Richard had just discovered the basement of the couple's Castle Pines Village home was rapidly filling with water, coming from the ground outside.

"It was just so much, it was a river of water," said Richard.

They later learned the community's main irrigation line, which they had no idea was ten feet from their home, had burst, filling their window wells with water, and shattering two windows in a spare bedroom.

"There was a current in that bedroom and the big shards of glass were floating through that bedroom," said Roseann.

The flooding only spread, damaging their entire basement.

Richard & Roseann Martin

Two months later, their home looks like it is torn up, and contractors are constantly working downstairs.

"Sucking the water out of the basement, cutting the carpet out, cutting the drywall out, ripping the pad out," said Richard.

Most of the Martin's belongings on that level were lost, including many antiques, and family keepsakes.

"To know that we can wake up to this kind of devastation without ever thinking something like that can happen is just shocking," said Roseann, "the financial loss is just life changing."

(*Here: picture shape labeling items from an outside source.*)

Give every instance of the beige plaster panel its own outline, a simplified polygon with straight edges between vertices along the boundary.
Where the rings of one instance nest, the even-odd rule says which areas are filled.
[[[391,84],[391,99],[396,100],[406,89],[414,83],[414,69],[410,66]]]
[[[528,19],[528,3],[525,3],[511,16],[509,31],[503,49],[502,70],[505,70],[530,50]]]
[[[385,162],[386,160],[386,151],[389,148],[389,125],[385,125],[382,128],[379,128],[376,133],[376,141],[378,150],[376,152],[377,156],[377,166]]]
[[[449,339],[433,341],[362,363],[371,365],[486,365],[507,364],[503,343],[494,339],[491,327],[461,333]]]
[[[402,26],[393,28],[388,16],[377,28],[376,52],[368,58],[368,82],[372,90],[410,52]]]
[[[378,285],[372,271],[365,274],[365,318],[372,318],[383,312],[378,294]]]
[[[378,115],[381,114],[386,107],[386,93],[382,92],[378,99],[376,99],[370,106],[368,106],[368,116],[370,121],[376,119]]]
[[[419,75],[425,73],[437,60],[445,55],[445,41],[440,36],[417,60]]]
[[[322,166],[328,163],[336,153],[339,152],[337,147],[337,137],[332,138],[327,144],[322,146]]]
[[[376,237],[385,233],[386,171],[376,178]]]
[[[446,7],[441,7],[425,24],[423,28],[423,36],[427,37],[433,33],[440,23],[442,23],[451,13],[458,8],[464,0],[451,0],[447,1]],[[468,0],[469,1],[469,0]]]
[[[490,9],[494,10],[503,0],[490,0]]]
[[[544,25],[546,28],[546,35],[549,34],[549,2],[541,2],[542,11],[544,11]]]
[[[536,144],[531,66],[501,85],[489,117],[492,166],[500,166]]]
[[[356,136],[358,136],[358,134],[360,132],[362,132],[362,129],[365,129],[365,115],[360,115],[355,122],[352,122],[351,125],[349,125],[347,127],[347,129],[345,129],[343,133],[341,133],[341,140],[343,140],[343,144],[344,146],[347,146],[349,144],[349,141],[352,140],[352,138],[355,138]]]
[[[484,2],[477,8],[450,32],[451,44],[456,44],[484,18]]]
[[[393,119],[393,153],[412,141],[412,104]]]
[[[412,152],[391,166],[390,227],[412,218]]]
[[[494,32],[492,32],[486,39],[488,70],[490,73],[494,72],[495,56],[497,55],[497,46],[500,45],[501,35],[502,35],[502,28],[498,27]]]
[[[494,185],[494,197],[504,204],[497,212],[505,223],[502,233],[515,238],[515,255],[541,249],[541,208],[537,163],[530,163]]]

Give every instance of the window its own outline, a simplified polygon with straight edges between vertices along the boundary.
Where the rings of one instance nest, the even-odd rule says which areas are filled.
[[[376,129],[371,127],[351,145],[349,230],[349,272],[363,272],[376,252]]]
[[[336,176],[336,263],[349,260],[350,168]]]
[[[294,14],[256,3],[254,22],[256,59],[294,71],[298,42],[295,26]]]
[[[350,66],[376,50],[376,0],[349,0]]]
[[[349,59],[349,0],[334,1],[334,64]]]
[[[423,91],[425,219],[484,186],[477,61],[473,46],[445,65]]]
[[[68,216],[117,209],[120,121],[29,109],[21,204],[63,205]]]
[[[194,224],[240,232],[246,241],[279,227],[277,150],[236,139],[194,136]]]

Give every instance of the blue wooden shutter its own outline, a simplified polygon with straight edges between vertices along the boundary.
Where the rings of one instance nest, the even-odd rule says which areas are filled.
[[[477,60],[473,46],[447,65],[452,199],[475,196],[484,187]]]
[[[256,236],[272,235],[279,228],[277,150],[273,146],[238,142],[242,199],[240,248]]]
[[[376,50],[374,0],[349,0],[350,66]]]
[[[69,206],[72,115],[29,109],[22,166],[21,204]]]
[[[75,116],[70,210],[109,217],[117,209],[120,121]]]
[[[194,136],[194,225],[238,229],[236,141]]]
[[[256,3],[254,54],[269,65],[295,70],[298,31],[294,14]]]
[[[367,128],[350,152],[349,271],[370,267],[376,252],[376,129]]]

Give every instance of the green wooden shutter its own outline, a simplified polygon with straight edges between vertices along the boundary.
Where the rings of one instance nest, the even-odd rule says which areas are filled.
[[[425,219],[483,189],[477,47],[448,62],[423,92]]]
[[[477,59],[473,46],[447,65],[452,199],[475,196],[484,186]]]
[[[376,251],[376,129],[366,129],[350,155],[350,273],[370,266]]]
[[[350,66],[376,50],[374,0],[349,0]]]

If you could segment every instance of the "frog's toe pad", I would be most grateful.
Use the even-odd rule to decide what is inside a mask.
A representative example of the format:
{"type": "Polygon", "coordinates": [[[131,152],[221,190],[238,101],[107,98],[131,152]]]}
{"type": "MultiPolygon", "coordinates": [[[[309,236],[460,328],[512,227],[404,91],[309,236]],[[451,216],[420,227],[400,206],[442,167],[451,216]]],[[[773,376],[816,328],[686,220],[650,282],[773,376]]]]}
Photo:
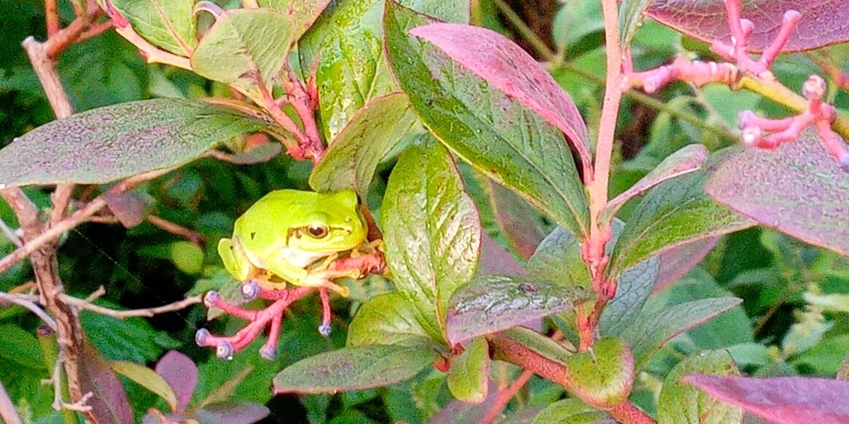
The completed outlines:
{"type": "Polygon", "coordinates": [[[216,347],[215,354],[216,356],[222,359],[230,360],[233,359],[233,354],[234,349],[233,349],[233,344],[230,342],[223,341],[218,343],[216,347]]]}
{"type": "Polygon", "coordinates": [[[277,348],[270,345],[263,345],[260,348],[260,356],[264,360],[274,360],[277,359],[277,348]]]}
{"type": "Polygon", "coordinates": [[[206,292],[206,294],[204,295],[204,306],[207,308],[211,308],[212,306],[215,305],[215,303],[218,302],[219,300],[221,300],[221,295],[218,294],[218,292],[215,290],[210,290],[209,292],[206,292]]]}
{"type": "Polygon", "coordinates": [[[211,334],[210,334],[209,330],[205,328],[201,328],[198,330],[197,332],[194,333],[194,343],[197,343],[198,346],[205,347],[206,338],[209,338],[211,335],[211,334]]]}
{"type": "Polygon", "coordinates": [[[251,301],[260,294],[260,285],[255,280],[248,280],[241,287],[242,298],[245,300],[251,301]]]}

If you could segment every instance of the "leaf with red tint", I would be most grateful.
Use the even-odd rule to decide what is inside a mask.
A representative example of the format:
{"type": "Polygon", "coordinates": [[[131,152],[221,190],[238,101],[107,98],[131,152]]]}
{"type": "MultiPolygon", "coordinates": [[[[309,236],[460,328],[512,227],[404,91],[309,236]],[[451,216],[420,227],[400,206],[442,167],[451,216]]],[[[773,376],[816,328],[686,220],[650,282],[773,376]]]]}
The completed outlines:
{"type": "Polygon", "coordinates": [[[783,424],[849,422],[849,382],[779,377],[750,378],[692,375],[683,379],[746,412],[783,424]]]}
{"type": "Polygon", "coordinates": [[[616,212],[625,205],[626,202],[634,196],[639,196],[649,188],[676,176],[698,170],[707,159],[707,148],[701,144],[689,144],[683,148],[670,154],[661,162],[661,165],[649,174],[631,186],[631,188],[613,198],[601,209],[599,220],[609,222],[616,216],[616,212]]]}
{"type": "Polygon", "coordinates": [[[132,408],[127,392],[100,352],[85,340],[79,358],[80,388],[82,393],[93,394],[87,402],[92,407],[89,417],[98,424],[132,422],[132,408]]]}
{"type": "MultiPolygon", "coordinates": [[[[755,24],[749,37],[749,51],[761,52],[775,39],[787,10],[801,15],[783,52],[801,52],[849,41],[849,20],[844,0],[748,0],[742,1],[740,17],[755,24]]],[[[676,31],[711,43],[730,44],[722,0],[655,0],[646,14],[676,31]]]]}
{"type": "Polygon", "coordinates": [[[652,293],[662,292],[673,282],[687,275],[719,242],[718,237],[701,238],[677,246],[661,254],[661,269],[657,271],[652,293]]]}
{"type": "Polygon", "coordinates": [[[717,202],[815,246],[849,255],[849,172],[805,131],[773,150],[732,148],[705,191],[717,202]]]}
{"type": "Polygon", "coordinates": [[[502,248],[486,232],[481,232],[481,259],[478,276],[489,274],[524,275],[525,269],[509,252],[502,248]]]}
{"type": "Polygon", "coordinates": [[[548,232],[543,228],[542,215],[518,194],[492,180],[487,181],[487,188],[502,234],[522,258],[530,258],[548,232]]]}
{"type": "Polygon", "coordinates": [[[481,276],[454,292],[448,301],[448,344],[505,330],[572,309],[592,296],[540,278],[481,276]]]}
{"type": "Polygon", "coordinates": [[[132,228],[144,221],[154,198],[145,192],[133,190],[124,192],[103,194],[106,206],[126,228],[132,228]]]}
{"type": "Polygon", "coordinates": [[[430,24],[410,30],[563,131],[577,150],[584,175],[592,170],[583,118],[569,95],[525,50],[486,28],[430,24]]]}
{"type": "Polygon", "coordinates": [[[188,356],[171,350],[156,363],[156,373],[168,382],[177,394],[177,410],[186,410],[198,384],[198,367],[188,356]]]}

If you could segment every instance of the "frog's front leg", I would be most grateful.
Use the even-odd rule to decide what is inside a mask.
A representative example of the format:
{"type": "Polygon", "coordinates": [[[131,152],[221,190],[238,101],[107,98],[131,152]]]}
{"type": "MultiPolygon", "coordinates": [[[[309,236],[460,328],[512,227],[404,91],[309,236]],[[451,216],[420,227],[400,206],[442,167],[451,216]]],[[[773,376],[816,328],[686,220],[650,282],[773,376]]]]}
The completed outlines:
{"type": "MultiPolygon", "coordinates": [[[[325,264],[321,265],[324,265],[325,264]]],[[[329,272],[326,270],[307,271],[290,262],[289,252],[285,249],[279,249],[272,254],[266,261],[266,268],[272,274],[295,286],[329,288],[343,297],[348,297],[351,294],[351,289],[332,282],[333,278],[348,276],[350,273],[329,272]]]]}
{"type": "Polygon", "coordinates": [[[224,269],[239,282],[247,280],[256,271],[236,236],[218,242],[218,255],[224,263],[224,269]]]}

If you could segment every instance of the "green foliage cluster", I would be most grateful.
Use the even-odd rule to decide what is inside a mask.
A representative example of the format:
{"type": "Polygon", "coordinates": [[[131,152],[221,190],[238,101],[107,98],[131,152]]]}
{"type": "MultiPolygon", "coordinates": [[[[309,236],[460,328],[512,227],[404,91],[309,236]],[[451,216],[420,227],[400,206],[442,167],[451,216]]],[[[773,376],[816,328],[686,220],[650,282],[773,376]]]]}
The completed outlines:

They estimate the total cost of damage and renovations to be nearly $85,000, and their insurance won't cover it.

"They said it was "surface water from an external source,'" said Richard.

The couple says the HOA that owns the busted irrigation pipe, won't help, despite the couple's repeated pleas.

"We would like to see somebody step up and accept responsibility for what happened. It certainly wasn't us," said Richard.

The HOA declined to comment on this story. But the Martin's did show CBS Colorado the denial letter they received from the HOA's insurance company, which says there was no evidence of negligence on the part of the HOA, as the pipe was not past its life span.

Now that the Martins know this pipe is so close to their home, they've redone some landscaping in their backyard and raised their window wells 15 inches, because they're worried the disaster could happen again.